To read more about this fascinating history, click the link to the Gem City Story, “Bury the Hatchet.” https://prayerie.org/gem-city-blog/

Also, a beaded belt, called Wampum, was crafted to symbolize the new confederacy. All five nations are represented in the belt with the Onondaga being represented in the center. This is where the council meetings were to take place. Notice, the Onondaga are represented in the wampum by a pine tree.

Dutch Sheets provides a look into even earlier history from the Bible. He writes in his book An Appeal to Heaven, the evergreen’s use as a symbol of peace and commitment to covenant didn’t originate with the Iroquois Confederacy.

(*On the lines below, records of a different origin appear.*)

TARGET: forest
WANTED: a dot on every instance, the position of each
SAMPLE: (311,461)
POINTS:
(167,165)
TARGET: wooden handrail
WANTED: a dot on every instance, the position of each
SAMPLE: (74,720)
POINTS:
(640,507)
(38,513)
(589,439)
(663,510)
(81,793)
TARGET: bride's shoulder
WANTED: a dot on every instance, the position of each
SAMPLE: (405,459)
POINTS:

“The most important and weighty example of this symbolic use goes all the way back to Abraham and his covenant with Yahweh. In Genesis 21:33, Abraham called on the Everlasting God…. And planted a tamarisk tree, which is an evergreen. But why did Abraham plant this particular tree? His choice of the tamarisk evergreen is interesting. Three significant facts are that it is slow-growing, long-living, and when fully grown produces cool shade…. By planting this particular evergreen, Abraham was thinking of his descendants, making a powerful declaration to them for generations to come. With this tree he was saying, “I am in covenant with the Everlasting God, and generations to come can sit under the shade of this covenant.””

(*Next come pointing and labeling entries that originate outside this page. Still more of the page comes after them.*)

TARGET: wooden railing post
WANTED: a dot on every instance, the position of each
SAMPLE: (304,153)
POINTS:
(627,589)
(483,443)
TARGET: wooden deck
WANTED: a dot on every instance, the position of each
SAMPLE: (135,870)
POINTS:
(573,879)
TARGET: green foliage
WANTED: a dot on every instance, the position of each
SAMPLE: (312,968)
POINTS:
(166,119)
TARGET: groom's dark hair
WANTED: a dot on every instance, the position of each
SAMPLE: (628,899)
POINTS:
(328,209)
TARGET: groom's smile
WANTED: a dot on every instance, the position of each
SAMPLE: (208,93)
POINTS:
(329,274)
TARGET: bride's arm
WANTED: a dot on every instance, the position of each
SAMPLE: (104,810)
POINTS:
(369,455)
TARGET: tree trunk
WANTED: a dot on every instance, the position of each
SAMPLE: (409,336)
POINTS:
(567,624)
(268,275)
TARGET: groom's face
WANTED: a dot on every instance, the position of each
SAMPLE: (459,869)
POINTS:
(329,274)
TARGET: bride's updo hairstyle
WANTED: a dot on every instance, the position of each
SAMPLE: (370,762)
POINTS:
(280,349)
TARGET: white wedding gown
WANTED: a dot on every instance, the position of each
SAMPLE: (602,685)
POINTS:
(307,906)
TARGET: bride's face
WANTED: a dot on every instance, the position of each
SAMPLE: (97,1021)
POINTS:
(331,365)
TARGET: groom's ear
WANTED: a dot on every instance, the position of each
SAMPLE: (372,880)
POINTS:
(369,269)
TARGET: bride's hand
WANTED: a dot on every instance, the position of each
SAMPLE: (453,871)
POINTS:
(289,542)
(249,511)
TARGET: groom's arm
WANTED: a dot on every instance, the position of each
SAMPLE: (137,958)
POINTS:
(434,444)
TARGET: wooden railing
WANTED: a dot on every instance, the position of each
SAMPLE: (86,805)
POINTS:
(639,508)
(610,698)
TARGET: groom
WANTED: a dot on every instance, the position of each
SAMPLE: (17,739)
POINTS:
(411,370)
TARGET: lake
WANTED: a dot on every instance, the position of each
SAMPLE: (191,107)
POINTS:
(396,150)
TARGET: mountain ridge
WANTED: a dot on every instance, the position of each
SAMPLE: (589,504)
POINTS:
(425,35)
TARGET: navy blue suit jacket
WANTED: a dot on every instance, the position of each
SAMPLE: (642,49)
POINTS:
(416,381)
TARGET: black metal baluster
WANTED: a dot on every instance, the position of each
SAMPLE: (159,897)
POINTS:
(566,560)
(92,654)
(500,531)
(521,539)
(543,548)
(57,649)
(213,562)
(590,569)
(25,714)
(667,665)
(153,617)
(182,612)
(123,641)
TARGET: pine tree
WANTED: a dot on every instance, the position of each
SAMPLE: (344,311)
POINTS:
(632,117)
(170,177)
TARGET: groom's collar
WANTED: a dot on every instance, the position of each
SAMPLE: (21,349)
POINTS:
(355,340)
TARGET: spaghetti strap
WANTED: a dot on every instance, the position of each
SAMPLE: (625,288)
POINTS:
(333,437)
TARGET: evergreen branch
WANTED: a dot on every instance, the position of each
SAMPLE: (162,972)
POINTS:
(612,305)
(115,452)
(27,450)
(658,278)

So, Erie, here we are at a turning point. Will we choose to live and move and have our being in the one true God (Acts 17:28), making decisions for our community that will be for the benefit of generations to come? Can you see yourself in Erie’s story? I hope so because our stories are Erie’s stories!  Winston Churchill said, “History will be kind to me because I intend to write it.” Will you help Erie write a story that is kind to our children and grand-children? A story soaked with prayer, believing as God’s word says, “If we humble ourselves and pray and seek God’s face and turn from our wicked ways, we will hear from heaven, and He will forgive our sin and heal our land” (2 Chronicles 7:14).